Ela ao mesmo tempo que odeia isso em mim, adora, pois eu sou diferente da realidade dela, mostro pra ela que o mundo não é tão certinho, existem coisas ruins, se formos parar para falar “aiii tadinho do …” não viveríamos tempo suficiente para terminar de falar o “aiii”, existe muita hipocrisia, muita idiotisse, e injustiça (ou seria invingança) no mundo. Mas mostro pra ela que podemos ser felizes em uma “lata de lixo”. Sinto prazer em mostrar o mundo a ela. Em tirá-la daquele conto de fadas e colocá-la na realidade, em quebrar as regras com ela. Algo como Paraíso Proibido (Strike).
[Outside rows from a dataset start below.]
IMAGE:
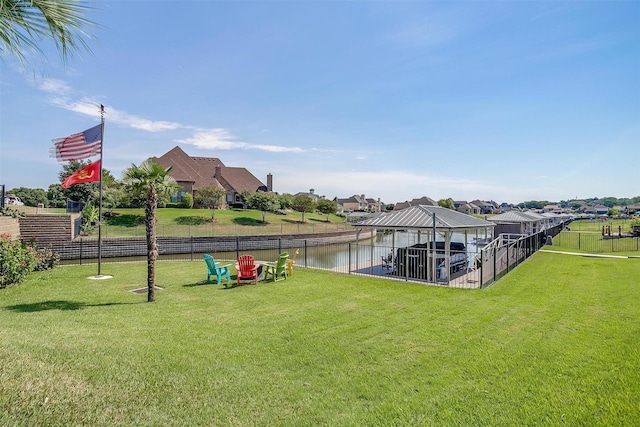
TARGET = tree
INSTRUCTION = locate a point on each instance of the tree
(327, 207)
(56, 197)
(244, 197)
(265, 202)
(303, 204)
(210, 196)
(23, 25)
(285, 200)
(151, 181)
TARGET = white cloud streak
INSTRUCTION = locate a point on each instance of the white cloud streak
(61, 95)
(221, 139)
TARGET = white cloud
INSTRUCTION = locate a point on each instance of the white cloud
(210, 139)
(54, 86)
(135, 122)
(222, 139)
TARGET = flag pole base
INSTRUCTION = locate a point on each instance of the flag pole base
(100, 277)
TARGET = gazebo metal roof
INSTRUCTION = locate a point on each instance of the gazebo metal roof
(421, 217)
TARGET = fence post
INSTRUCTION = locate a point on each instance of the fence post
(495, 252)
(481, 267)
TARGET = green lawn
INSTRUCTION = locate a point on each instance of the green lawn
(555, 342)
(184, 222)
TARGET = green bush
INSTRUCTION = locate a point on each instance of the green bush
(16, 261)
(191, 220)
(187, 201)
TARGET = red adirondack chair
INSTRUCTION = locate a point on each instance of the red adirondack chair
(247, 269)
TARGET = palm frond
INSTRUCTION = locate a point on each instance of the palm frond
(25, 23)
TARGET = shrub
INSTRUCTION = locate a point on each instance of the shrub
(19, 259)
(191, 220)
(187, 201)
(16, 261)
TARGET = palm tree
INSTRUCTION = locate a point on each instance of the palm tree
(150, 180)
(24, 23)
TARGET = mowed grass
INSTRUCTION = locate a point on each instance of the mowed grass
(555, 342)
(174, 222)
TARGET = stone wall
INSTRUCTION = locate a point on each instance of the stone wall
(10, 226)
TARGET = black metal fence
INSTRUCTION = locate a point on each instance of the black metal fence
(338, 252)
(597, 242)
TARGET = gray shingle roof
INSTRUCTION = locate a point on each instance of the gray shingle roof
(516, 217)
(421, 217)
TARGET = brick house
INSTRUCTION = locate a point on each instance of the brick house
(192, 173)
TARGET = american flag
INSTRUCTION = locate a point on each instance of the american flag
(78, 146)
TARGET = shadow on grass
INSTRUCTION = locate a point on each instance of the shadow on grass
(127, 220)
(224, 285)
(293, 221)
(59, 305)
(248, 221)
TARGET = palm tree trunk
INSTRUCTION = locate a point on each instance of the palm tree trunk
(152, 244)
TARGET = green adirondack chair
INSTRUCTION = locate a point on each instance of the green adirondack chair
(277, 270)
(213, 269)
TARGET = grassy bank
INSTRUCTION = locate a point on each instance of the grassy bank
(198, 222)
(553, 343)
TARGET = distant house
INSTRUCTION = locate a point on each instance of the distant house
(486, 208)
(552, 208)
(468, 208)
(358, 203)
(311, 194)
(192, 173)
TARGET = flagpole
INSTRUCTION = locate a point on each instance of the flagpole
(100, 203)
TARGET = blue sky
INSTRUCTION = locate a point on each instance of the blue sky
(504, 101)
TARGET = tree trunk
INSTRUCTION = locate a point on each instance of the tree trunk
(152, 244)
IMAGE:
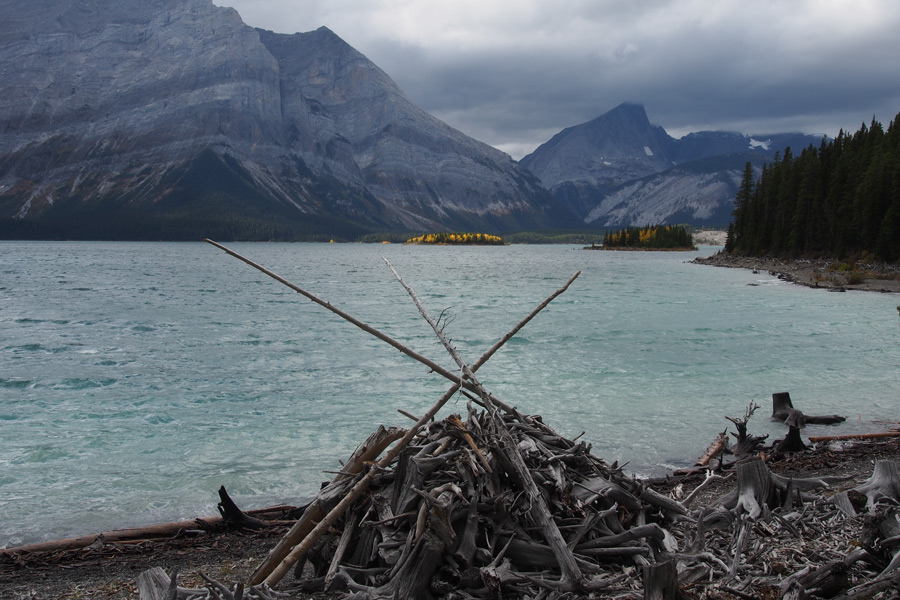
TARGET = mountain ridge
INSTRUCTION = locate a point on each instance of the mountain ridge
(112, 113)
(653, 178)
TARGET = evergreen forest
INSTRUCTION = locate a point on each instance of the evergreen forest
(656, 237)
(839, 200)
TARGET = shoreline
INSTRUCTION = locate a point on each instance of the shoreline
(831, 275)
(108, 570)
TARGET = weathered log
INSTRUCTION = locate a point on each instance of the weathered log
(327, 498)
(746, 444)
(759, 490)
(539, 509)
(234, 516)
(273, 570)
(792, 442)
(155, 584)
(782, 407)
(158, 531)
(717, 447)
(853, 436)
(884, 484)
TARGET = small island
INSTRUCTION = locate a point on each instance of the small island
(457, 239)
(653, 237)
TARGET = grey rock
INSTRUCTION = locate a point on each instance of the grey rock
(619, 170)
(119, 117)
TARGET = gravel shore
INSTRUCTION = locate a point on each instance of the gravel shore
(824, 274)
(110, 571)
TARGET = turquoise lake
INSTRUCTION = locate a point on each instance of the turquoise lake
(137, 378)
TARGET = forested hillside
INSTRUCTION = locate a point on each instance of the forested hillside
(837, 200)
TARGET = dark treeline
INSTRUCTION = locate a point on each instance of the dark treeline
(838, 200)
(655, 236)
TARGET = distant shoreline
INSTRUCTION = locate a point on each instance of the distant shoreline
(828, 274)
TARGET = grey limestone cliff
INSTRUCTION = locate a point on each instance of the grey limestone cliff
(174, 119)
(619, 170)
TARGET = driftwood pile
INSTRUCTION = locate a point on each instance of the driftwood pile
(495, 504)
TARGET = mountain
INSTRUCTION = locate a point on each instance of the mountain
(172, 119)
(619, 170)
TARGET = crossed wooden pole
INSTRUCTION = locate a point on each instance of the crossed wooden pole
(322, 513)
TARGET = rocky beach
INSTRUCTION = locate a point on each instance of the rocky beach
(828, 274)
(807, 544)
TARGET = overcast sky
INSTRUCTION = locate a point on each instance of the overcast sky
(512, 73)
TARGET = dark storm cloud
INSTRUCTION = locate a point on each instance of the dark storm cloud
(514, 73)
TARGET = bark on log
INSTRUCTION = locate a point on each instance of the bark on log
(792, 442)
(272, 571)
(327, 499)
(717, 447)
(782, 407)
(150, 532)
(853, 436)
(884, 484)
(235, 517)
(661, 582)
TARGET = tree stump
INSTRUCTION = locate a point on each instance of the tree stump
(782, 409)
(792, 442)
(883, 484)
(661, 582)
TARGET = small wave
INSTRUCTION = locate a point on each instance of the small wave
(83, 384)
(16, 384)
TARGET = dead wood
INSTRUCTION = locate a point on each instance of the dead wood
(782, 408)
(746, 444)
(883, 485)
(853, 436)
(716, 448)
(661, 582)
(759, 490)
(792, 442)
(234, 516)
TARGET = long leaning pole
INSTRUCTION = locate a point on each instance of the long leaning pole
(440, 370)
(276, 565)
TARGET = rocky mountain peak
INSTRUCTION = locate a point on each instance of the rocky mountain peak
(121, 117)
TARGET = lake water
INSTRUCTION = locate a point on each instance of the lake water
(135, 379)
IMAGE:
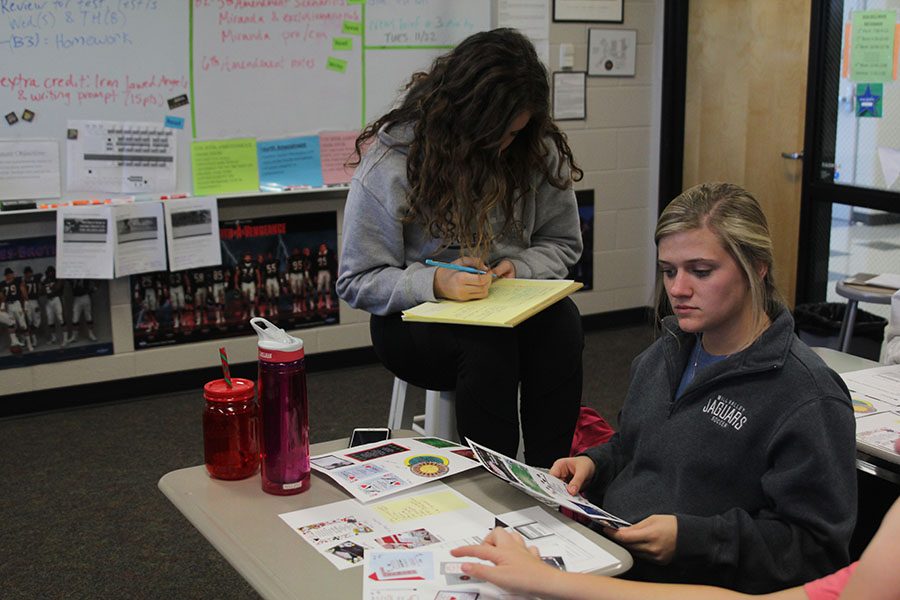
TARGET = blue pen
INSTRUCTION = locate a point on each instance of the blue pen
(463, 268)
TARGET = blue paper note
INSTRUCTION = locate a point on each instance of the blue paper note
(174, 122)
(290, 162)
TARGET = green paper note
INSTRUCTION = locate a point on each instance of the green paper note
(336, 64)
(342, 44)
(224, 166)
(872, 45)
(352, 27)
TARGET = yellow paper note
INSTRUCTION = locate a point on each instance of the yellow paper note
(417, 507)
(509, 302)
(224, 166)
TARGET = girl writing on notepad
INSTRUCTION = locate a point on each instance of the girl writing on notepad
(470, 169)
(735, 457)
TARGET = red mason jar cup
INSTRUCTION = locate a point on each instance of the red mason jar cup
(230, 429)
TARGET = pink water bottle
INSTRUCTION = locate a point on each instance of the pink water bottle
(283, 411)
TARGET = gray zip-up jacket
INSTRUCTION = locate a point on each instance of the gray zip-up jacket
(756, 459)
(382, 266)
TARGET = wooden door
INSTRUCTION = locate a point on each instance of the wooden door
(745, 105)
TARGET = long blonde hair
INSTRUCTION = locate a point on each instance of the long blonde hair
(734, 216)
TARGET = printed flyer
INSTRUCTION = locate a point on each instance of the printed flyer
(382, 468)
(280, 268)
(431, 572)
(541, 485)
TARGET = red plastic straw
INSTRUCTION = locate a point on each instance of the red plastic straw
(225, 372)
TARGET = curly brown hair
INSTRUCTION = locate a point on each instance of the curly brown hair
(459, 112)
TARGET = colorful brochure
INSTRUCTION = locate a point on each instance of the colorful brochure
(430, 572)
(344, 532)
(379, 469)
(539, 484)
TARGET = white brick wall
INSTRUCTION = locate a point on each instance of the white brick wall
(618, 148)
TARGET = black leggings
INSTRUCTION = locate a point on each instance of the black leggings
(485, 365)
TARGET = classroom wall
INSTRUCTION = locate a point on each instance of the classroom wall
(617, 146)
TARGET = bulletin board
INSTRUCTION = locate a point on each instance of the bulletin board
(289, 67)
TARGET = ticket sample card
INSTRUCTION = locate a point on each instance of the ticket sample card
(381, 468)
(344, 532)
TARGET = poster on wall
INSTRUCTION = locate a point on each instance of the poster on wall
(583, 270)
(45, 319)
(281, 268)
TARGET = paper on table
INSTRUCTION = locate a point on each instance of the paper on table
(192, 233)
(29, 169)
(123, 157)
(879, 430)
(886, 280)
(344, 531)
(380, 469)
(84, 242)
(140, 238)
(879, 383)
(509, 302)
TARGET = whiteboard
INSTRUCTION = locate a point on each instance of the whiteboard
(249, 69)
(265, 73)
(120, 62)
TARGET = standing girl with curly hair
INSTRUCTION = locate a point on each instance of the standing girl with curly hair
(469, 168)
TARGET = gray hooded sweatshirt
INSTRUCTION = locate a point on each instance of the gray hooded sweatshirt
(756, 459)
(382, 267)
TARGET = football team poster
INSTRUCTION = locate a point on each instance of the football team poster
(44, 319)
(280, 268)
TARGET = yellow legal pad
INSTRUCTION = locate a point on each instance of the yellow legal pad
(509, 302)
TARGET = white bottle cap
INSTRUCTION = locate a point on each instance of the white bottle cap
(275, 344)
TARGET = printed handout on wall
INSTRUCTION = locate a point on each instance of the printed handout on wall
(123, 157)
(44, 318)
(280, 268)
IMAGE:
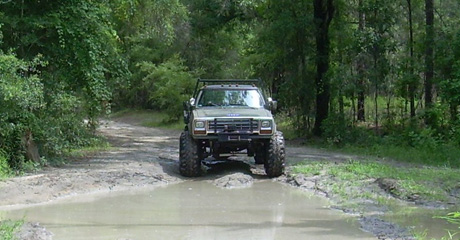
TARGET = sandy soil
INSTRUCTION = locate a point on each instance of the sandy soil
(146, 158)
“Eu tenho aquele estilo que te deixa preocupada, à-toa
Desleixado na bike invocada
Mas não venha me dizer o que é melhor pra mim
A vida vai mostrando e sempre foi assim
Da escola fugi, na rua formei
Pronto pra te fazer com a malícia que eu herdei”
Não sou um vagaundo como o da música, mas meu estilo é bem skater boy, e sim, não me preocupo com melda nenhuma.